The dataset includes r nrow(vascan) rows (taxa) and r ncol(vascan) columns.

Validation

Let's see if the dataset passes validation with dwctaxon.

It is usually a good idea to just run dct_validate() with default settings the first time. If it passes, you can move on.

dct_validate(vascan)

Looks like we've got problems...

To dig into these in more detail, let's run dct_validate() again, but this time output a summary of errors.

validation_res <- dct_validate(vascan, on_fail = "summary")

validation_res

The summary lists one taxonID per row. Let's count these to get a higher-level view of what's going on.

validation_res %>%
  count(check, error)

validation_res_sum <-
  validation_res %>%
  count(check, error)

n_error_types <- nrow(validation_res_sum) %>%
  english::english()

n_bad_cols <- validation_res_sum %>%
  filter(error == "Invalid column names detected: id") %>%
  pull(n) %>%
  english::english()

n_bad_sci_name <- validation_res_sum %>%
  filter(error == "scientificName detected with duplicated value") %>%
  pull(n)

We see there are r n_error_types kinds of errors. There is r n_bad_cols column with an invalid name (id) and r n_bad_sci_name rows with duplicated scientific names.

Investigate errors

Duplicate names

Let's take a closer look at some of those duplicated names.

dup_names <-
  validation_res %>%
  filter(grepl("scientificName detected with duplicated value", error)) %>%
  arrange(scientificName)

dup_names

We can join back to the original data to investigate these names.

inner_join(
  select(dup_names, taxonID),
  vascan,
  by = "taxonID"
) %>%
  # Just look at the first 6 columns
  select(1:6)

We see that in some cases, multiple entries for the exact same scientific name (for example, Arnica monocephala Rydberg) differ only in the value for nameAccordingToID.

So this seems like something the database manager should fix.

Invalid column names

Let's see what is in the id column.

vascan %>%
  select(id)

n_distinct(vascan$id)

id contains numbers that are all unique. In other words, these appear to be unique key values to each row in the dataset (as one would expect from the name id).
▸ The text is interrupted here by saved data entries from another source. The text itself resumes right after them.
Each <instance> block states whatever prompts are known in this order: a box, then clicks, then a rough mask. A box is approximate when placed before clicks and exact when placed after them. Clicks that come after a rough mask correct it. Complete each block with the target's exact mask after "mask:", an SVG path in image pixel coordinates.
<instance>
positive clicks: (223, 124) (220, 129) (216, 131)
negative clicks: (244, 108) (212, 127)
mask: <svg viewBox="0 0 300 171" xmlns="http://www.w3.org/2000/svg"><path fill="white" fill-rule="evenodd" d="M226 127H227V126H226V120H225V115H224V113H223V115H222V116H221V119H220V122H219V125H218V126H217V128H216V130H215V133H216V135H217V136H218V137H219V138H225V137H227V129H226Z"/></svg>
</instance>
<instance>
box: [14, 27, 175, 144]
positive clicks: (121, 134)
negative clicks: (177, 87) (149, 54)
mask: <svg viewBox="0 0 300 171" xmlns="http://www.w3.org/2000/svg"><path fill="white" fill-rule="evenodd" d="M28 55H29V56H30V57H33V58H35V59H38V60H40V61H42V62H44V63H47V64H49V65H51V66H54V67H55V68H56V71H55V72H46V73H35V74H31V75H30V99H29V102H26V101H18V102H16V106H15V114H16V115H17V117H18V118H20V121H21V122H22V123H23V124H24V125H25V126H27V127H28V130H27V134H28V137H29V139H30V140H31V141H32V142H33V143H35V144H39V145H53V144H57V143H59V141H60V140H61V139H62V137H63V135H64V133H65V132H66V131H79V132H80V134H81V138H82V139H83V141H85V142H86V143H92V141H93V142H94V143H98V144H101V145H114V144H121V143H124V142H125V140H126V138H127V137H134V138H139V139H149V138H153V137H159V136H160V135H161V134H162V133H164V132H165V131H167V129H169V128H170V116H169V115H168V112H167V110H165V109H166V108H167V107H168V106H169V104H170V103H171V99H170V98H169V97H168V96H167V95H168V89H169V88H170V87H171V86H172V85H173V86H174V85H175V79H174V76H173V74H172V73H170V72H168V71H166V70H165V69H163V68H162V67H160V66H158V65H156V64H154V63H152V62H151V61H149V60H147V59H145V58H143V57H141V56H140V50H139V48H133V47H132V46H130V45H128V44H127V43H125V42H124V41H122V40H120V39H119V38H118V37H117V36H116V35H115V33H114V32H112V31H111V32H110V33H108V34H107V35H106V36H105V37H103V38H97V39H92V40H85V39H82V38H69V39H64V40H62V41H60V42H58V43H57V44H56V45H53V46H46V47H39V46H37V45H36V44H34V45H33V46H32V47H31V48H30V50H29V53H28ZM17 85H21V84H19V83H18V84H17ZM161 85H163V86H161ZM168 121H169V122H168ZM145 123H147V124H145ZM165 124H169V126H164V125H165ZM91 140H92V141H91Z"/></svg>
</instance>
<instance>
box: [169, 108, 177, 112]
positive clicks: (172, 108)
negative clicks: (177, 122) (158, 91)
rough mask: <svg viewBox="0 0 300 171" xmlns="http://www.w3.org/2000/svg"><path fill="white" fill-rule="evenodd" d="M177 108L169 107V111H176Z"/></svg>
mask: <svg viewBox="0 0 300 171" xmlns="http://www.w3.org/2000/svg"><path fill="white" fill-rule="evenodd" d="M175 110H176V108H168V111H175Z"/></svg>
It is probably the case that this dataset has a good reason for using the id column, even though it is not a standard DwC column.

Fixing the data

Let's see if we can get this dataset to pass validation.

First, let's remove the duplicated names. This is something that should be done with more thought, but here let's just keep the first name of each pair.

vascan_fixed <-
  vascan %>%
  filter(!duplicated(scientificName))

Next, we will run validation again, but this time allow id as an extra column.

dct_validate(
  vascan_fixed,
  extra_cols = "id"
)

It passes, so we have now confirmed that the only steps needed to obtain correctly formatted DwC data are to de-duplicate the species names and account for the id column.

Summary

This vignette shows how dwctaxon can be used on DwC data to find possible problems in a taxonomic dataset. We were able to identify several rows with duplicated scientific names and one column that does not follow DwC standards. Other than that, it passes validation, giving us confidence that this dataset can be used for downstream taxonomic analyses.